Showing posts with label hip-hop. Show all posts
Showing posts with label hip-hop. Show all posts

Sunday, 29 July 2012

Don't Hurt 'Em, ScHoolboy Q

A while back I labeled The Buff Nerds crew as possibly the hippest up-and-comers out of the West Coast. I stand by my original sentiment, but if/when the 'Nerds blow up, they're going to have to compete with the Black Hippies out of Los Angeles...undeniably the reigning Kings of the West, and still on the come-up themselves.Case in point: ScHoolboy Q's new video, which is the chillest thing I've seen or heard all summer.
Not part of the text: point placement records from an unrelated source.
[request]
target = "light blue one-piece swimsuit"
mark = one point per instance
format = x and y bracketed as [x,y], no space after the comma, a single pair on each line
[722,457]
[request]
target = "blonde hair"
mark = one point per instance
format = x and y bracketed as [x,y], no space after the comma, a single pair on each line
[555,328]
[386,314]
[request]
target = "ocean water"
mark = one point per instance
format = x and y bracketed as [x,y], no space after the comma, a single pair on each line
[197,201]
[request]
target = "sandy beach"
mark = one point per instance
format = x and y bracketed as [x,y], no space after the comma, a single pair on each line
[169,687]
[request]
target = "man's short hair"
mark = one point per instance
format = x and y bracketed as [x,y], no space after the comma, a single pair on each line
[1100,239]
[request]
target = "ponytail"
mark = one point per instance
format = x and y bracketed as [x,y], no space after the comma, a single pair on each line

Besides his sick music, another reason I love Q is his use of the "capital H" aesthetic. I don't know when rappers started to love capitalizing -- or not capitalizing -- certain letters in their names as part of their swag, but I think Kid Cudi -- or KiD CuDi -- is a big reason behind it. Now we've got RiFF RaFF with all lowercase vowels in his name and music video titles, as well as ScHoolboy with his "H's." I've been thinking of changing my electronic signature to b.dOylE...thoughts?

Saturday, 7 July 2012

Who the Hell Are The BuffNerds?

While surfing the Internet in January during Winter Break, as I was wont to do, I came upon this little gem of a music video by two intriguing artists, K.i.D. and Futuristic:


 The music was smooth and hip, yet avant-garde. RaP GaME Salvador Dali, if you will.

Since that time, my Youtube feed has provided me a steady stream of "BuffNerds" videos, and my final verdict is that these guys are next to blow. They're whole vibe is total West Coast cool -- the color-drenched videography, the loose rapping style, the names. My personal favorite of the crew is K.i.D., but you can watch this crew video below and decide for yourself.



Just remember: I was the first guy in India to put on for the 'Nerds.

Wednesday, 27 June 2012

Lana Del Rey Wins the Internet

Are you f***ing kidding me? A$AP Rocky as JFK?

The fact that these two young trendsetters wanted to work together is awesome enough, but even more heartening is that there is clearly something clicking here artistically. We all got a taste of it with this KickDrums-produced preview -- a song that neither camp has released in full -- but with this next-level music video, we see that Lana and A$AP together are greater then the sum of their parts.

Enjoy.




Tuesday, 26 June 2012

Lana Del Rey: Back to the Future

I generally don't consider myself to have worthwhile taste when it comes to slow-moving, epic-voiced female singers. My particular preferences seem to cultivate artists leaning towards the spectrum of "potentially insane ironic rhymespitters."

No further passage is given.